Le Pen hatte beim TV-Duell mit Macron am Mittwochabend angedeutet, ihr Rivale könnte ein heimliches Auslandskonto besitzen: "Ich hoffe, dass man nicht herausfinden wird, dass Sie ein Offshore-Konto auf den Bahamas haben." Macron warf ihr Verleumdung vor und erstattete Anzeige gegen Unbekannt wegen Verbreitung von Falschnachrichten. Nach Angaben aus Macrons Umfeld war die "Fake News" über das angebliche Geheimkonto von einem anonymen Nutzer im Internet verbreitet worden.

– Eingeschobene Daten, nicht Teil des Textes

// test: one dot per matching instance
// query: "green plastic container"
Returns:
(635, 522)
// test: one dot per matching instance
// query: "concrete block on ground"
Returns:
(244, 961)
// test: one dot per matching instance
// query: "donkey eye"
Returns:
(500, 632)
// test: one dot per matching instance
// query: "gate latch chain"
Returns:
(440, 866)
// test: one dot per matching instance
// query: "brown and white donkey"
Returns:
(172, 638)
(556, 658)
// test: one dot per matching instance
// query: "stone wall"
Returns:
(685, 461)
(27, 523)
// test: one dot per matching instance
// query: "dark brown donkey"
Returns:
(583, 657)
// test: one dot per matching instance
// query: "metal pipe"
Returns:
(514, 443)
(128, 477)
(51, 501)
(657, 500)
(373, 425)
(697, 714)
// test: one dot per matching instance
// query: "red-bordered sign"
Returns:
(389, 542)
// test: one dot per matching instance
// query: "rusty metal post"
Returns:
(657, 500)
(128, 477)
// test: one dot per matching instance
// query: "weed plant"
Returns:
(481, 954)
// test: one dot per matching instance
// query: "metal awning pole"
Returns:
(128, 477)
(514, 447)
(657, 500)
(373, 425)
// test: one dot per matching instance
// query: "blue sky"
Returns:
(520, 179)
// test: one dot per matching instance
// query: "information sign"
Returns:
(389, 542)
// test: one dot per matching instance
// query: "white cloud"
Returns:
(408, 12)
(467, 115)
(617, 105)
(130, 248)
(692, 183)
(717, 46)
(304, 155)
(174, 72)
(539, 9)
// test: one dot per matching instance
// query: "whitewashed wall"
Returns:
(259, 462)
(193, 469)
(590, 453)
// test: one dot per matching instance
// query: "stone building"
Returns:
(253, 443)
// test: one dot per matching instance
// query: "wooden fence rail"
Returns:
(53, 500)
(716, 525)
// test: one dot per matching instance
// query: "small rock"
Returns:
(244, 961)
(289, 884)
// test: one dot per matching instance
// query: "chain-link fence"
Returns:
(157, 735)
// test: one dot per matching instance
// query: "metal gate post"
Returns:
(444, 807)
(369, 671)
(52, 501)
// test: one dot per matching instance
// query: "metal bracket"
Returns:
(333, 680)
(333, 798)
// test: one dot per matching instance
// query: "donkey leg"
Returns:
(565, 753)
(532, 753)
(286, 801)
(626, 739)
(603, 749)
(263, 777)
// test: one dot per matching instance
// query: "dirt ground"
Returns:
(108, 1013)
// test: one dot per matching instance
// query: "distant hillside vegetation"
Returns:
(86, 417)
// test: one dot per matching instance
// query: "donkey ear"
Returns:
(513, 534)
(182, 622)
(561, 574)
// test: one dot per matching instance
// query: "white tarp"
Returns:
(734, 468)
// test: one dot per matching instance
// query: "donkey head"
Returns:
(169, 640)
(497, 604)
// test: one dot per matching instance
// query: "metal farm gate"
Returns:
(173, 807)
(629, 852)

Nicht der erste Hack gegen Macron

Bereits in den vergangenen Monaten war "En Marche!" nach eigenen Angaben Ziel tausender Hackerangriffe gewesen. Vor wenigen Tagen hatten Experten einen russischen Hackerangriff der Gruppe Pawn Storm auf die Bewegung gemeldet. Die Gruppe soll auch für frühere Angriffe auf die US-Demokratin Hillary Clinton und die CDU von Bundeskanzlerin Angela Merkel verantwortlich sein. Pawn Storm wird verdächtigt, Verbindungen zu den russischen Geheimdiensten zu unterhalten.

Die französische Regierung hatte wiederholt vor einer russischen Einmischung in den Präsidentschaftswahlkampf in Frankreich gewarnt. Sie verdächtigte Moskau, die Wahl zugunsten der Rechtspopulistin Marine Le Pen beeinflussen zu wollen, die als russlandfreundlich gilt.

Macron gilt als Favorit bei der entscheidenden Wahlrunde am Sonntag. Laut den letzten Umfragen vom Freitag kann er mit rund 62 Prozent der Stimmen rechnen, Le Pen mit rund 38 Prozent.